I had so much fun making these easy to sew trick or treat bags! When I was a kid the local businesses handed out plastic trick or treat bags every year, but they never lasted long with the weight of the candy. I wanted to make my kids nice trick or treat bags that they could use year after year and hopefully pass down to their own kids.
So, (ha ha) I got a new sewing machine for my birthday last month thanks to my mom and dad. After fighting with my Singer for way too long, I finally got a Brother as recommended by April at Wildflowers & Whimsy. I love this machine! Sewing is actually fun now that I’m not fighting with my machine every five minutes. The trick or treat bags were my first project on my new machine and I didn’t have to fight with it once!
These trick or treat bags are based on a tutorial over at Purl Bee. I’m not going to reinvent the wheel here because you really don’t want me to tell you how to sew. You can just click over there for the how to. But let me say that these bags are super duper easy. Seriously — all you have are straight stitches. The hardest part for me was getting my cuts straight so I could line up the edges!

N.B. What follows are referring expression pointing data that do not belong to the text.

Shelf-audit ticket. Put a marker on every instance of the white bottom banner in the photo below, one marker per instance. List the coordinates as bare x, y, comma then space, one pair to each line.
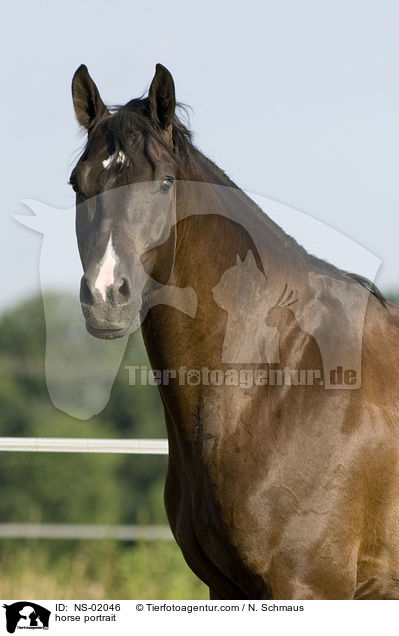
130, 617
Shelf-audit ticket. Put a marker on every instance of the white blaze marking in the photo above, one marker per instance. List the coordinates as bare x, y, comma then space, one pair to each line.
106, 275
121, 158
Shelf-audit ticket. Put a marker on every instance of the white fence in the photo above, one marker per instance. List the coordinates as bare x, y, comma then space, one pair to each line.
81, 445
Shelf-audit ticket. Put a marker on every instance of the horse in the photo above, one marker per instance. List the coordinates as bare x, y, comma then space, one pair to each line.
275, 489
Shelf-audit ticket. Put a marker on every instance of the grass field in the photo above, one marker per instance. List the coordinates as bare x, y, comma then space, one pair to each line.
38, 569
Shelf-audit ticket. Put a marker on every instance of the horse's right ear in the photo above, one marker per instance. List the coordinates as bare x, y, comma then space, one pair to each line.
88, 105
161, 97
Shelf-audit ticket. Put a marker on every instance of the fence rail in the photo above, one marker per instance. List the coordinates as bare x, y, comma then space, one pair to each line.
81, 445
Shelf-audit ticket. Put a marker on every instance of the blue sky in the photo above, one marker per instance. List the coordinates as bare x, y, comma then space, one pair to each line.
296, 101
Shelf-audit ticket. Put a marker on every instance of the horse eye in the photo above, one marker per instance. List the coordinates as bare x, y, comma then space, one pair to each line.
166, 184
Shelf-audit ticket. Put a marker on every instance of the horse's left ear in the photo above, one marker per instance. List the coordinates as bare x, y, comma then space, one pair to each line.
88, 105
161, 97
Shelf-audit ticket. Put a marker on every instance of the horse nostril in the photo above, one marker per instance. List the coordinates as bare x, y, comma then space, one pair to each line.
86, 295
124, 288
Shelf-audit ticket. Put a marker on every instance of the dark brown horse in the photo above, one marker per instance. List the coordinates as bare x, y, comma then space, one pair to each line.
275, 489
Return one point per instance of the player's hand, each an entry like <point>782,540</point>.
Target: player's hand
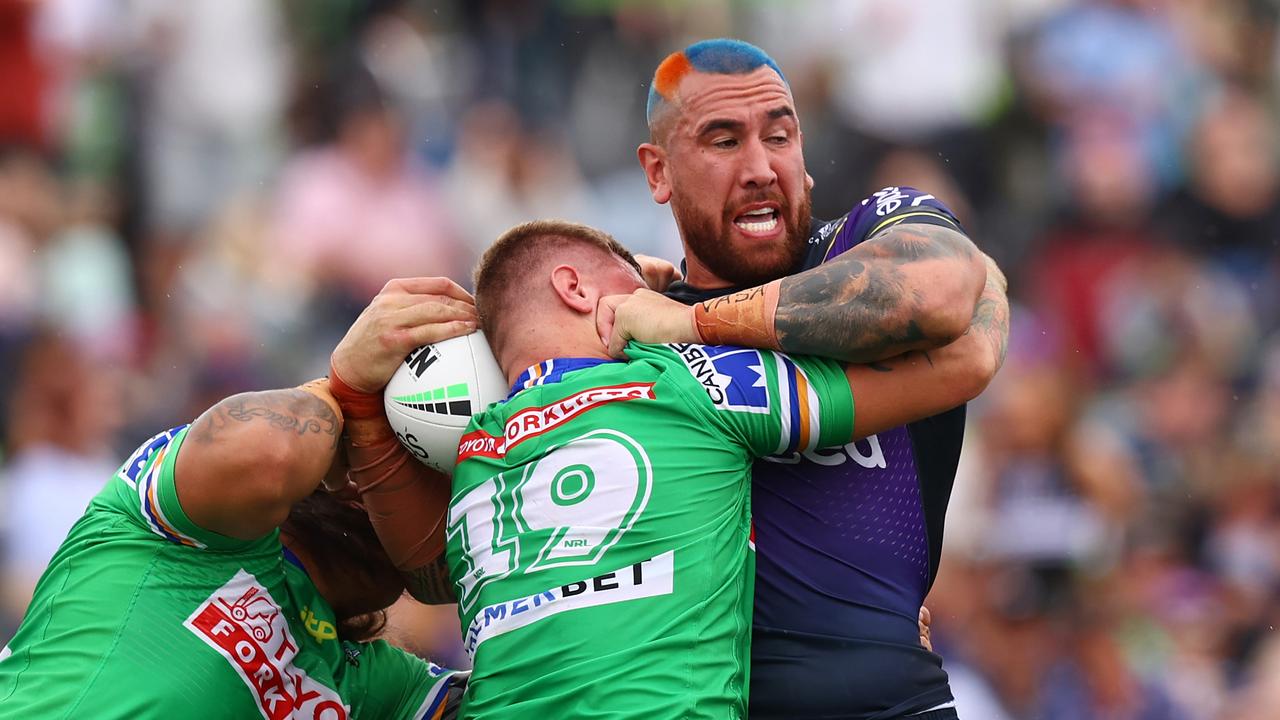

Instead of cutting two pieces of fabric that were 16 x 14, I cute one piece of fabric that was 32 x 14 and just folded it over. I didn’t see any reason to make an extra cut that I would just have to sew it up anyway. Also, the tutorial calls for 1/2 yard of fabric, but each bag only needs a 1/4 yard. I found a piece of orange duck canvas in the remnant bin at Jo-Anns. It was .91 yards, cost me $4.50 and I made 4 bags out of it! I chose duck canvas because it’s nice and sturdy, but I also picked up some cotton Halloween print remnants to try but haven’t gotten around to making those yet.
For the handles I used 1 yard of nylon webbing. The tutorial calls for 1 1/4 yards but I forgot and the 1 yard works just fine. Just be careful when cutting the nylon webbing. There’s a reason the lady at Jo-Ann’s puts tape on it and THEN cuts it. I also burned the edges with a little lighter so as not to have fuzz escaping later on.
We couldn’t have just plain jane orange bags. I used some iron on glitter sheets I had left over from FashionArtProjects.com. I scoured Pinterest and found these awesome free, printable pumpkin stencils at HGTV.com. I’m sure if I had an awesome Silhouette Cameo, I could’ve just used that but instead I had to cut out the stencils, trace them on to our glitter iron sheets, cut those out and then iron on. Not that I’m complaining. The little gemstone witch was an iron on I found at the store but I like my homemade ones better. I’m debating adding some glow-in-the-dark puffy paint, too.